The third time, we were not so lucky. In the morning, our local program staff told me they didn't think we'd make it to our destination. The rains were too recent, our Land Cruiser too weak, the mud pits too extensive, the village in question too remote. But my mentor, an affable Italian expat attempting to stay on schedule, insisted that we try. We needed to visit this village to conduct a baseline assessment, and the roads would only become more impassable as the rainy season progressed.
But the locals were right. We succeeded in getting not only the two vehicles in our caravan impossibly lodged in a 500-yard mudflat, but also the "rescue car," which showed up about an hour before sunset, without headlights.
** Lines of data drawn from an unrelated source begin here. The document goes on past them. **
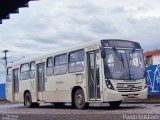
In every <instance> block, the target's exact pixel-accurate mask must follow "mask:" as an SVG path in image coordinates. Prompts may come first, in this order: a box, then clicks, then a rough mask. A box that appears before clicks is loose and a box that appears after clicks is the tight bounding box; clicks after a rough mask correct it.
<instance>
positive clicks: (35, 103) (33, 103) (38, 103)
mask: <svg viewBox="0 0 160 120" xmlns="http://www.w3.org/2000/svg"><path fill="white" fill-rule="evenodd" d="M31 107H33V108H38V107H39V103H32V106H31Z"/></svg>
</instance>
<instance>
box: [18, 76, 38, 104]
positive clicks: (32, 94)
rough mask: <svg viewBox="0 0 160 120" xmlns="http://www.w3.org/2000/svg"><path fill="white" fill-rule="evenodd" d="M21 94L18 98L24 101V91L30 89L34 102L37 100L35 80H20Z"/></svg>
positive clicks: (22, 100)
mask: <svg viewBox="0 0 160 120" xmlns="http://www.w3.org/2000/svg"><path fill="white" fill-rule="evenodd" d="M19 86H20V87H19V96H18V99H19V101H20V102H24V93H25V91H29V92H30V93H31V96H32V102H37V98H36V88H35V80H34V79H33V80H20V85H19Z"/></svg>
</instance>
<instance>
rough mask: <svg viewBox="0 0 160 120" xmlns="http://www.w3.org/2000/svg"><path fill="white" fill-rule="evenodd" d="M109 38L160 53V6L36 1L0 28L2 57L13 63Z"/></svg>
mask: <svg viewBox="0 0 160 120" xmlns="http://www.w3.org/2000/svg"><path fill="white" fill-rule="evenodd" d="M106 38H107V39H109V38H118V39H128V40H134V41H137V42H140V43H141V45H142V47H143V49H144V50H145V51H148V50H153V49H160V40H159V39H160V0H40V1H32V2H30V4H29V8H22V9H20V13H19V14H12V15H11V16H10V19H9V20H3V24H2V25H0V45H1V47H0V51H2V50H5V49H8V50H10V53H9V56H10V57H11V58H12V59H14V57H16V56H19V58H18V57H16V59H20V58H21V57H23V56H27V55H32V56H34V55H38V54H42V53H46V52H50V51H54V50H58V49H63V48H65V47H72V46H73V45H75V44H80V43H84V42H87V41H92V40H98V39H106ZM0 56H3V54H2V53H1V54H0Z"/></svg>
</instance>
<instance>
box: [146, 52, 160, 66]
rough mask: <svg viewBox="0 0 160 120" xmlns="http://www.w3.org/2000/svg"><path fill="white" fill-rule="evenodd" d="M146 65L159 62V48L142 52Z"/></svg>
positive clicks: (155, 63)
mask: <svg viewBox="0 0 160 120" xmlns="http://www.w3.org/2000/svg"><path fill="white" fill-rule="evenodd" d="M144 56H145V61H146V65H147V66H148V65H158V64H160V50H153V51H148V52H145V53H144Z"/></svg>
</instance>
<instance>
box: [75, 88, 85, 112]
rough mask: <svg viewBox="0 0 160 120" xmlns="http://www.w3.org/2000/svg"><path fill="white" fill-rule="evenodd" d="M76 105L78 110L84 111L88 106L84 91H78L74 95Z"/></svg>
mask: <svg viewBox="0 0 160 120" xmlns="http://www.w3.org/2000/svg"><path fill="white" fill-rule="evenodd" d="M74 105H75V107H76V108H77V109H84V108H85V106H86V103H85V97H84V92H83V90H82V89H77V90H76V92H75V94H74Z"/></svg>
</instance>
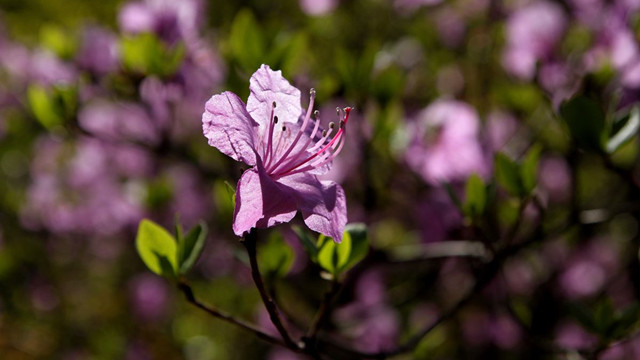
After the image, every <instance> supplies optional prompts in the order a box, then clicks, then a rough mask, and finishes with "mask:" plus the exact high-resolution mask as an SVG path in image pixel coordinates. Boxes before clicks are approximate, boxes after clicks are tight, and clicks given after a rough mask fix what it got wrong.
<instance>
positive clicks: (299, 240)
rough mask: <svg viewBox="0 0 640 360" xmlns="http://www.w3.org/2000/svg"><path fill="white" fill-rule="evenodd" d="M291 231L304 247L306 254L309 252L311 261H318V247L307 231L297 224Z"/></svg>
mask: <svg viewBox="0 0 640 360" xmlns="http://www.w3.org/2000/svg"><path fill="white" fill-rule="evenodd" d="M293 231H294V232H295V233H296V235H297V238H298V240H299V241H300V243H301V244H302V246H303V247H304V249H305V251H306V252H307V254H309V258H311V261H313V262H318V248H317V247H316V243H315V242H314V241H313V239H312V238H311V236H310V235H309V233H307V232H306V231H305V230H304V229H303V228H301V227H299V226H293Z"/></svg>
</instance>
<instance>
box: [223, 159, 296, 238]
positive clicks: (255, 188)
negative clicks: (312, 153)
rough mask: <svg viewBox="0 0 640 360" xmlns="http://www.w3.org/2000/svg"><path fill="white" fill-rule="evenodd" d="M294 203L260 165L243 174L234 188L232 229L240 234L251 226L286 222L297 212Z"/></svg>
mask: <svg viewBox="0 0 640 360" xmlns="http://www.w3.org/2000/svg"><path fill="white" fill-rule="evenodd" d="M296 212H297V210H296V202H295V200H294V199H293V198H292V197H291V195H290V192H289V190H288V188H286V187H284V186H282V185H280V184H278V183H276V182H275V181H273V180H272V179H271V178H270V177H269V176H268V175H267V174H266V173H265V171H264V169H263V167H262V164H258V165H257V166H256V167H254V168H252V169H249V170H247V171H245V172H244V174H242V177H241V178H240V181H238V188H237V191H236V208H235V212H234V218H233V231H234V232H235V234H236V235H238V236H242V235H243V234H244V233H245V232H247V231H249V230H251V229H252V228H255V227H257V228H267V227H271V226H274V225H277V224H280V223H284V222H288V221H291V219H293V217H294V216H295V215H296Z"/></svg>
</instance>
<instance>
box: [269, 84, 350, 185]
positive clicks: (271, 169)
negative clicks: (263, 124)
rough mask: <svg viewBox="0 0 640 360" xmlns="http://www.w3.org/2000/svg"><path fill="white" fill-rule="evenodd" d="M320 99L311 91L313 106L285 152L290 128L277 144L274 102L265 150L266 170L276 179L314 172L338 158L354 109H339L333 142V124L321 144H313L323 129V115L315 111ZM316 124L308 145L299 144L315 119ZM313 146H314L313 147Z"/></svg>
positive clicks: (310, 135)
mask: <svg viewBox="0 0 640 360" xmlns="http://www.w3.org/2000/svg"><path fill="white" fill-rule="evenodd" d="M315 97H316V91H315V90H314V89H311V91H310V100H309V107H308V108H307V112H306V114H305V117H304V120H303V121H302V126H300V128H299V129H298V132H297V133H296V136H295V138H294V139H293V141H291V143H290V144H289V146H288V147H287V148H286V150H284V151H281V149H280V146H281V145H283V144H281V143H282V138H283V137H284V136H285V131H286V130H287V128H286V127H285V126H282V133H281V134H280V137H279V138H278V140H277V141H274V131H275V126H276V124H277V123H278V117H277V116H276V115H275V109H276V103H275V102H273V107H272V109H271V119H270V122H269V134H268V139H267V148H266V151H265V154H264V155H265V160H264V164H265V169H266V171H267V174H269V175H271V176H272V177H274V178H280V177H283V176H286V175H293V174H297V173H301V172H305V171H310V170H313V169H316V168H319V167H322V166H324V165H326V164H328V163H329V162H331V161H332V160H333V159H335V158H336V156H338V154H339V153H340V151H341V150H342V147H343V146H344V142H345V129H346V125H347V121H348V120H349V113H350V112H351V110H352V108H350V107H346V108H344V109H341V108H336V110H337V112H338V120H339V121H338V131H337V132H336V133H335V135H333V137H332V138H331V139H330V140H329V137H330V136H331V134H332V133H333V130H335V124H334V123H333V122H331V123H329V129H325V130H323V131H322V136H321V137H320V139H319V140H318V141H316V142H315V143H313V139H314V137H315V136H316V134H317V133H318V130H319V128H320V119H319V112H318V111H317V110H316V111H313V104H314V101H315ZM312 114H313V119H314V121H315V125H314V126H313V130H312V131H311V134H310V135H309V136H308V138H307V139H306V141H305V142H304V144H299V142H300V139H302V134H303V133H304V132H305V131H306V129H307V127H308V126H309V124H310V122H311V117H312ZM312 143H313V144H312Z"/></svg>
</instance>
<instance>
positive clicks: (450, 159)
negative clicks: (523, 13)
mask: <svg viewBox="0 0 640 360" xmlns="http://www.w3.org/2000/svg"><path fill="white" fill-rule="evenodd" d="M409 128H410V129H409V130H410V133H412V134H413V139H412V140H411V143H410V144H409V147H408V149H407V151H406V153H405V159H406V161H407V163H408V165H409V167H411V168H412V169H413V170H414V171H415V172H417V173H418V174H420V175H421V176H422V177H423V178H424V180H425V181H427V182H429V183H431V184H433V185H437V184H440V183H441V182H452V181H460V180H464V179H466V178H467V177H468V176H469V175H471V174H473V173H477V174H479V175H481V176H486V175H487V174H488V172H489V167H490V166H489V164H487V162H486V161H485V156H484V151H483V149H482V146H481V144H480V141H479V131H480V119H479V118H478V114H477V113H476V111H475V110H474V109H473V108H472V107H471V106H470V105H468V104H466V103H464V102H461V101H454V100H444V99H443V100H437V101H435V102H434V103H432V104H431V105H429V107H427V108H426V109H425V110H423V111H422V112H421V113H420V114H419V115H418V116H417V119H416V121H415V122H414V123H413V124H410V125H409Z"/></svg>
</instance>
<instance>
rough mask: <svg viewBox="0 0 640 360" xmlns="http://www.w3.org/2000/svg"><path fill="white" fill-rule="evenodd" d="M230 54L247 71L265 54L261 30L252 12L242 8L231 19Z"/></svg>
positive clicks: (260, 59)
mask: <svg viewBox="0 0 640 360" xmlns="http://www.w3.org/2000/svg"><path fill="white" fill-rule="evenodd" d="M229 46H230V50H231V54H232V55H233V56H234V58H235V59H236V60H237V61H238V63H239V64H240V65H241V66H242V67H243V68H244V69H245V70H247V71H249V70H253V69H256V68H258V67H259V66H260V64H261V63H262V60H261V59H263V58H264V55H265V47H266V46H265V42H264V35H263V31H262V29H261V28H260V24H259V23H258V21H257V20H256V18H255V16H254V15H253V13H252V12H251V11H250V10H248V9H243V10H241V11H240V12H238V14H237V15H236V17H235V18H234V19H233V23H232V24H231V34H230V35H229Z"/></svg>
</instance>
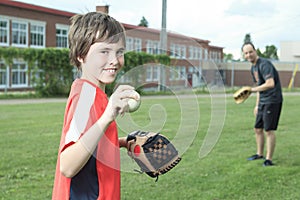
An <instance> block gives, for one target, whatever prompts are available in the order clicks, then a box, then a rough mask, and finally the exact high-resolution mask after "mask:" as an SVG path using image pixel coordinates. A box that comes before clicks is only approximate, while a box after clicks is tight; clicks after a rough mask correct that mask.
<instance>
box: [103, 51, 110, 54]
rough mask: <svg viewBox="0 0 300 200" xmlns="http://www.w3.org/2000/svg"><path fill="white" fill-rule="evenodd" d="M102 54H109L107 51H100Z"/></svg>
mask: <svg viewBox="0 0 300 200" xmlns="http://www.w3.org/2000/svg"><path fill="white" fill-rule="evenodd" d="M101 53H103V54H109V51H101Z"/></svg>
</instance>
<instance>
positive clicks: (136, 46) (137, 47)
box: [134, 38, 142, 52]
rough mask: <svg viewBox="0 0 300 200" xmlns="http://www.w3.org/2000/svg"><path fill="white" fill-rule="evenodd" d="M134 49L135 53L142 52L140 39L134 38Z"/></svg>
mask: <svg viewBox="0 0 300 200" xmlns="http://www.w3.org/2000/svg"><path fill="white" fill-rule="evenodd" d="M134 48H135V51H137V52H141V51H142V40H141V39H140V38H134Z"/></svg>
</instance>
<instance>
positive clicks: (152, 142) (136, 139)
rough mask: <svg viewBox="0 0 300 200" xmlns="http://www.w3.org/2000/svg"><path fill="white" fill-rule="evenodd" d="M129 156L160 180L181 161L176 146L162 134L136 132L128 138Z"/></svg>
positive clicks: (142, 167) (142, 132) (147, 174)
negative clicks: (158, 178)
mask: <svg viewBox="0 0 300 200" xmlns="http://www.w3.org/2000/svg"><path fill="white" fill-rule="evenodd" d="M127 141H128V143H129V147H128V155H129V156H130V157H132V158H133V159H134V160H135V162H136V163H137V164H138V165H139V167H140V168H141V169H140V172H141V173H143V172H146V174H147V175H149V176H150V177H152V178H156V181H157V180H158V176H159V175H162V174H165V173H167V172H168V171H170V170H171V169H172V168H173V167H175V166H176V165H177V164H178V163H179V162H180V160H181V157H179V155H178V151H177V150H176V148H175V146H174V145H173V144H172V143H171V142H170V141H169V139H168V138H166V137H165V136H164V135H162V134H160V133H153V132H143V131H134V132H132V133H130V134H129V135H128V136H127Z"/></svg>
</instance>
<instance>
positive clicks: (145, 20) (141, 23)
mask: <svg viewBox="0 0 300 200" xmlns="http://www.w3.org/2000/svg"><path fill="white" fill-rule="evenodd" d="M138 26H144V27H148V21H147V20H146V18H145V17H144V16H143V17H142V19H141V21H140V23H139V25H138Z"/></svg>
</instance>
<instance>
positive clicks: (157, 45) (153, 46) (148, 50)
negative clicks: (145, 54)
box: [146, 40, 161, 55]
mask: <svg viewBox="0 0 300 200" xmlns="http://www.w3.org/2000/svg"><path fill="white" fill-rule="evenodd" d="M146 48H147V53H149V54H154V55H158V54H160V52H161V51H160V50H161V49H160V43H159V42H158V41H152V40H148V41H147V46H146Z"/></svg>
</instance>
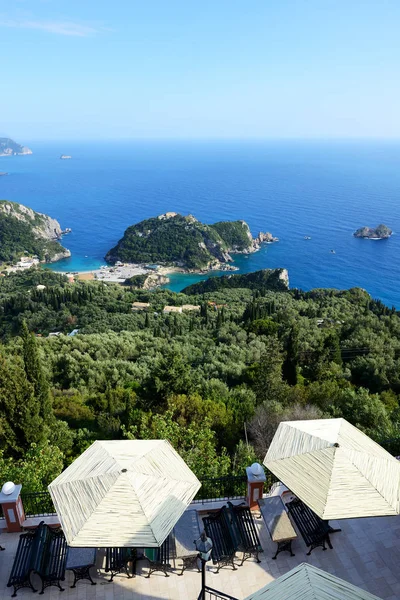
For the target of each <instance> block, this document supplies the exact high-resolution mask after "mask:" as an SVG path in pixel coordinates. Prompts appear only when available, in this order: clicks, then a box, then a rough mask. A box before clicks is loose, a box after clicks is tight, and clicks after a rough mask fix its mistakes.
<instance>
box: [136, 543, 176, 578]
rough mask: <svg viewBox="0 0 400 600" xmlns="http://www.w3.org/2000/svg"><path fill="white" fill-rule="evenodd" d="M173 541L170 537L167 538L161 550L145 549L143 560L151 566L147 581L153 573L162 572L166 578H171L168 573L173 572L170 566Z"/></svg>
mask: <svg viewBox="0 0 400 600" xmlns="http://www.w3.org/2000/svg"><path fill="white" fill-rule="evenodd" d="M170 546H171V540H170V536H168V537H167V538H166V540H165V541H164V542H163V544H162V545H161V546H160V547H159V548H145V549H144V556H143V558H144V559H145V560H146V561H147V562H148V564H149V572H148V573H147V575H146V579H149V577H150V575H151V574H152V573H155V572H156V571H161V572H162V573H164V575H165V577H169V574H168V572H170V571H171V570H172V567H171V565H170V562H169V561H170V551H171V548H170Z"/></svg>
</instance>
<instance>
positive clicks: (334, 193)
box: [0, 140, 400, 308]
mask: <svg viewBox="0 0 400 600" xmlns="http://www.w3.org/2000/svg"><path fill="white" fill-rule="evenodd" d="M19 141H20V142H21V143H24V144H26V145H29V146H30V147H31V148H32V150H33V155H31V156H21V157H4V158H2V157H0V171H7V172H8V173H9V175H7V176H6V177H1V178H0V198H2V199H8V200H13V201H15V202H21V203H22V204H25V205H27V206H30V207H31V208H33V209H34V210H37V211H40V212H44V213H47V214H49V215H51V216H53V217H55V218H56V219H58V220H59V221H60V223H61V225H62V227H71V228H72V233H71V234H70V235H68V236H66V237H65V238H64V240H63V243H64V245H65V246H66V247H68V248H69V249H70V250H71V252H72V257H71V258H70V259H67V260H64V261H60V262H59V263H56V264H54V265H52V267H51V268H53V269H55V270H60V271H81V270H91V269H94V268H98V267H99V266H100V265H102V264H105V262H104V258H103V257H104V255H105V254H106V252H107V250H109V249H110V248H111V247H112V246H114V245H115V244H116V243H117V241H118V240H119V239H120V238H121V237H122V235H123V233H124V230H125V229H126V227H128V226H129V225H131V224H133V223H136V222H138V221H140V220H142V219H144V218H147V217H150V216H155V215H158V214H160V213H163V212H166V211H176V212H181V213H183V214H189V213H191V214H194V215H195V216H196V217H197V218H198V219H200V220H201V221H204V222H206V223H213V222H215V221H218V220H231V219H244V220H246V221H247V222H248V223H249V225H250V228H251V230H252V232H253V234H256V233H258V231H270V232H271V233H272V234H273V235H275V236H278V237H279V238H280V242H279V243H276V244H272V245H266V246H264V247H263V248H262V250H260V251H259V252H257V253H254V254H252V255H250V256H248V257H246V256H238V257H236V258H235V264H236V265H237V266H239V268H240V272H250V271H255V270H258V269H263V268H275V267H284V268H287V269H288V271H289V279H290V285H291V287H299V288H302V289H304V290H309V289H312V288H316V287H319V288H320V287H335V288H340V289H343V288H349V287H355V286H358V287H362V288H365V289H366V290H367V291H368V292H369V293H371V295H372V296H373V297H375V298H380V299H381V300H383V301H384V302H385V303H386V304H388V305H389V306H392V305H394V306H396V307H397V308H400V286H399V281H400V260H399V258H400V235H396V233H397V232H400V211H399V208H398V206H399V199H400V142H389V141H320V140H318V141H289V140H288V141H262V142H261V141H260V142H258V141H256V142H255V141H224V142H222V141H221V142H215V141H213V142H206V141H192V142H186V141H185V142H184V141H181V142H176V141H175V142H172V141H124V142H121V141H104V142H84V143H83V142H79V143H78V142H76V143H75V142H74V143H72V142H70V141H69V142H57V143H55V142H52V143H49V142H39V141H35V140H31V141H29V140H22V141H21V140H19ZM61 154H70V155H71V156H72V159H71V160H60V158H59V157H60V155H61ZM379 223H385V224H387V225H388V226H389V227H391V228H392V229H393V230H394V234H393V236H392V237H391V239H389V240H379V241H371V240H362V239H356V238H354V237H353V235H352V233H353V232H354V231H355V229H357V228H358V227H360V226H363V225H368V226H376V225H378V224H379ZM304 236H310V237H311V240H305V239H304ZM331 250H334V251H335V253H332V252H331ZM203 278H204V277H203ZM199 279H200V276H196V275H174V276H172V277H171V282H170V284H169V286H168V287H170V288H171V289H173V290H175V291H179V290H180V289H182V288H183V287H184V286H185V285H188V284H190V283H193V282H194V281H198V280H199Z"/></svg>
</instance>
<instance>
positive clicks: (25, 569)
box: [7, 532, 34, 586]
mask: <svg viewBox="0 0 400 600" xmlns="http://www.w3.org/2000/svg"><path fill="white" fill-rule="evenodd" d="M33 542H34V533H33V532H28V533H23V534H22V535H20V536H19V540H18V548H17V552H16V555H15V558H14V562H13V566H12V569H11V573H10V577H9V580H8V584H7V585H8V586H10V585H12V584H13V583H14V582H17V581H20V580H24V579H25V578H26V576H27V575H28V574H29V572H30V570H31V556H32V545H33Z"/></svg>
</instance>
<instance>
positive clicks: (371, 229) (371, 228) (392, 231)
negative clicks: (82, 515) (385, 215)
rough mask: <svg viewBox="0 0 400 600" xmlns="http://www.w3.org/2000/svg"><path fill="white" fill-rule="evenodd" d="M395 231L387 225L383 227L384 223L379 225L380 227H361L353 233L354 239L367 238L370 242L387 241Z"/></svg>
mask: <svg viewBox="0 0 400 600" xmlns="http://www.w3.org/2000/svg"><path fill="white" fill-rule="evenodd" d="M392 233H393V231H392V230H391V229H389V227H387V225H383V224H382V223H381V224H380V225H378V227H375V228H372V227H360V229H357V231H355V232H354V233H353V235H354V237H359V238H366V239H370V240H385V239H387V238H390V236H391V235H392Z"/></svg>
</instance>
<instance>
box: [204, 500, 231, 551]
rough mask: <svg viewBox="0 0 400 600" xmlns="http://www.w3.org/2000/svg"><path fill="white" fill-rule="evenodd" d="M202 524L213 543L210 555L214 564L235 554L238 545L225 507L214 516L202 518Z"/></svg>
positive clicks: (221, 509) (226, 508) (209, 516)
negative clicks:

Five of us, sensing the inadequacy of the proposed rescue effort, ditched the car mid-afternoon and slogged the 7 miles back to the compound. (A very welcome slog, mind you, at least on my part, since exercise has been hard to come by.)
Our driver yesterday started out at a comfortable, cautious pace, and I was pleasantly, though perhaps prematurely, content. For two-thirds of the day, all appeared fine. The we stopped for a final soda in a large market town on the way home, and the driver disappeared for a few minutes, returning with a mysterious package. My expat mentor approached him; apparently some drivers have created problems in the past by transporting goods that they intend to sell elsewhere in company vehicles, and he wanted to make sure that the driver wasn't abusing his privileges.
As soon as we rejoined the road, the driver became defensive and angry. The rest of the staff protested, and as the volume of the shouting match increased, so did the driver's speed and apparent disregard for the human and animal life on the road ahead. Finally, my Italian friend managed to shut everyone up. "Let him do his job," he insisted. "We can deal with this later." Our driver seemed to relax somewhat, but his good humor was clearly exhausted, and I reluctantly gave up hopes that this was at least one driver in South Sudan that I could trust.
This morning, we have yet another site visit planned, but as of 10 am, our driver has not yet made an appearance. Rumor has it he may be ill, or angry, but in any case, I for one am not entirely sorry for the delay.